Sunday, November 3, 2013


So I have been absent from this blog lately. I have been processing many changes in my school district and limiting my writing to just my classroom blog where I could stay in my comfort zone. All of that began to change for me last Friday during our professional development day. As a staff we took a day long course on creativity that happened to be taught by our own Art teacher. It was a very inspiring day. It made me think a lot about the ways that I currently ask my students to be creative and how I can improve upon that. It was interesting to learn that there is a defined creative process.

The Creative Process
  • Observe and analyze
  • Generate and select
  • Discover and apply
  • Revise and refine
  • Apply and evaluate
What we ended up noticing and talking a lot about is how this process is basically the same process as the writing process, the problem solving process in math, the scientific method and the inquiry model. It is also similar to the process of using reading strategies that we teach readers who are just beginning to decode text. It is a way to describe many processes. It is all about thinking. I want to use this new knowledge to help my students begin to see at a much deeper level all of the cross-curricular connections. The creative process is a learning process and can be applied in many areas. If they learn the basic process using whatever labels are developmentally appropriate for them, my students will have learned how to learn. For me this is exciting and I can't wait to dig in.

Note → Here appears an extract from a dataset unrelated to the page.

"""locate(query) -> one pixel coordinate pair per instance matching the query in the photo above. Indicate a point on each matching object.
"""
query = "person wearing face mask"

The Creative Process in my Room Now
Currently we use this general process in all academic areas but it seems to stand out the most in our Writer's Workshop, Math Exchanges Workshops, Number Sense Workshops, various apps on our iPads (ShowMe, Tellagami, etc.) and in our Social Studies and Science Expeditions.  I have worked hard to add short times to our days where students can also use this process. One of these is the Build and Create Station. At this station, we rotate through collections of various building toys - blocks, gears, pattern blocks, dominoes, marble towers and a new version that we call a Maker Station. The Maker Station version of the Build and Create Station is when we gather lots and lots of recyclable materials and the students can make anything they want. It has been very popular.

New Challenge
The day ended with a challenge from our principal. She asked us to dive into the creative process ourselves as learners. She asked us to think about our "perfect" classroom and think about what we would see there. She challenged us to take one idea from this thinking and try to implement it using the creative process. She encouraged us to think big and be willing to fail and try again. Her question to us was, "What matters enough to me that I'm willing to fail while trying?" She also asked to let one thing go that is currently on our plate to make room for this new thing. I am now pondering what I will try. I know that I am excited to try something new - I just have to choose one thing. So I would like to throw this question out to you. What would you try? How would you choose? What matters enough to you? I really want to know.


  1. Because I'm an artist, I'm always trying new art forms. What troubles me in schools is that kids most often focus on trying to get the "right answer" (and bless their hearts--they're trying to do the right thing.) But in creativity, we need to value the process of *being creative* as the goal above "getting it right." Because, let's face it, it's in the trying something new--thinking outside the box--and not really knowing if it will work or not that drives creativity. Going down the known path tends to lead us most often to the "right answer." Those things can sometimes be opposite things.

  2. I love the ‘build and create’ station! Will definitely pass that on to some teachers I know.